Mary told Judy everything, every detail of the first meeting with Simon, the complaint, the contemporaneous notes, her discussions with Bennie about the representation, the downturn in Rachel’s health, and finally this morning at the hospital, the gift of the locket presented in front of most of South Philly. Judy knew all the players—Simon, Feet, Mary’s parents, The Tonys, and El Virus—so those details didn’t need to be filled in, but Mary told her about them anyway, gradually becoming aware that she was kitchen-sinking Judy with detail, talking for the sake of talking, her words almost like a prayer, soothing her. Because things had happened so fast that she needed to process them, and she didn’t want to leave the firm either.
Mary finished, saying, “I know it’s awful and strange, and I can’t imagine leaving the firm, but Bennie and I have been at loggerheads about this case. We’re at an impasse, and I’m pulled in a direction that I don’t think she can understand. You can because you know everybody and you know what it’s like.”
“I can, I really can,” Judy said, her head down, nodding. A breeze blew through her short, fine hair and the sunlight made it look even brighter, like a blue M&M.
“And it’s not like I want to leave the firm, God, Judy, you know that, I mean, I love you, I love working in the same place as you, we always have!”
“I know, I know—”
“—and I just made partner, I’m established, I don’t want to go—”
“—I know, I know, you can’t, you can’t—”
“—I know, but what am I going to do? How do I get out of this? I’m in a bind here. Now Nate, who’s the biggest jerk on the planet, is hauling me before a disciplinary committee, which makes me sick to my stomach—”
“—of course, that’s ridiculous, it’s a judgment call, he’s such a jerk—”
“—and come on, be real, I don’t think it’s even about the case.” Mary became vaguely aware that they were interrupting each other almost constantly, but that’s how close they were as friends, that they not only finished each other’s sentences, but they never let the other one finish the sentence, which was true love.
“—I don’t think it’s about the case either, he’s having some kind of power struggle with Bennie, and he has such a crush on her it’s not even funny—”
“—so maybe she should just sleep with him and get it over with.” Mary laughed, and Judy joined her.
“Yes, she should take one for the team. Get us out of this with her magical vagina.”
Mary laughed, though it felt hollow. She couldn’t believe it had come to a head so fast, that she was actually considering leaving a firm that she loved. They had been together forever, had tons of cases, adventures, and misadventures. Helped each other through major trials and love affairs. She didn’t know if she could do it, but maybe she had to.

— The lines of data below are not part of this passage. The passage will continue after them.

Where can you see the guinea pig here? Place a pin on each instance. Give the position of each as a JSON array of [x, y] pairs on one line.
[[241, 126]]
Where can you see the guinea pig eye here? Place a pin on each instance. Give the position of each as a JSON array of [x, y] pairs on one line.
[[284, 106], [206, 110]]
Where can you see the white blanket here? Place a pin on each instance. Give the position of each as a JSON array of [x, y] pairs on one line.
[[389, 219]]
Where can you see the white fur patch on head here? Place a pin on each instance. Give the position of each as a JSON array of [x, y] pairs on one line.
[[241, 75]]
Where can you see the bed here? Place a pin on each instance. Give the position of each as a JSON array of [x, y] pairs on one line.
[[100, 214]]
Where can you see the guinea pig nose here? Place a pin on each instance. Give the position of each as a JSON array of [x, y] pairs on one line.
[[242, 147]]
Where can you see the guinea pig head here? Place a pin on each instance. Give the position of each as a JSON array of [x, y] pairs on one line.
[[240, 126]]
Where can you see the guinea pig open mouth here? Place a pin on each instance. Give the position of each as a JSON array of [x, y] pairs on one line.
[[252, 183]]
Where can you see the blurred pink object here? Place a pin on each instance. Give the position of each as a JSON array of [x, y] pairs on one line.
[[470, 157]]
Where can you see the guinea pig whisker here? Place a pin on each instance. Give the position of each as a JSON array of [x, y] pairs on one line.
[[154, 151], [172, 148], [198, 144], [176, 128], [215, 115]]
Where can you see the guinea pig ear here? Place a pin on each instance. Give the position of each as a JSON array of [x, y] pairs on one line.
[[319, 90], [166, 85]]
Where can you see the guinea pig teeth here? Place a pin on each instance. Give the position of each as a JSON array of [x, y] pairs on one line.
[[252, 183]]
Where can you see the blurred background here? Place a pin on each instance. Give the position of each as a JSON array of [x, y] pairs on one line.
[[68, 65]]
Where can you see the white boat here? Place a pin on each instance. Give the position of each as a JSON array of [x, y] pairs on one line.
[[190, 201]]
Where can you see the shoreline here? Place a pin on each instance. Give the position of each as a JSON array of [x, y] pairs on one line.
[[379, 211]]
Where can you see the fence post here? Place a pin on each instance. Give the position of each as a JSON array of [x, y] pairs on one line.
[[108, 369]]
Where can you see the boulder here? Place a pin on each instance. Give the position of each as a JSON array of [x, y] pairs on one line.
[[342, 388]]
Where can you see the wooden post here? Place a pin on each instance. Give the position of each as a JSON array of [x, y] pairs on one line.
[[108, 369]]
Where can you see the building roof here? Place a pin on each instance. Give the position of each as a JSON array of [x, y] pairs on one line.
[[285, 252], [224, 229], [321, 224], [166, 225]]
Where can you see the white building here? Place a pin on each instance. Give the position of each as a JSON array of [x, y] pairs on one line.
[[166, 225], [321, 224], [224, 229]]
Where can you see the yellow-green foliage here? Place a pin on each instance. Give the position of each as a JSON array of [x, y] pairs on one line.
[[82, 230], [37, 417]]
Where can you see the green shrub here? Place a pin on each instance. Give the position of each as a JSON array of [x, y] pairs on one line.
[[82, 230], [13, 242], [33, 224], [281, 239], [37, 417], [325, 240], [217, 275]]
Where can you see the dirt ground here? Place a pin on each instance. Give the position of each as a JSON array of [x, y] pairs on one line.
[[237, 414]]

They reached the corner with the business crowd, suspended their conversation because everyone was in earshot, then crossed the street into Rittenhouse Square, a gloriously green block ringed with privet hedges, and they crossed the street into the park, walked along the pathways, and grabbed the first park bench that was available, because they filled up fast.
Mary flopped down, suddenly exhausted. “We forgot lunch.”
“I can’t eat anyway.” Judy’s face fell into crestfallen lines, and Mary’s heart went out to her.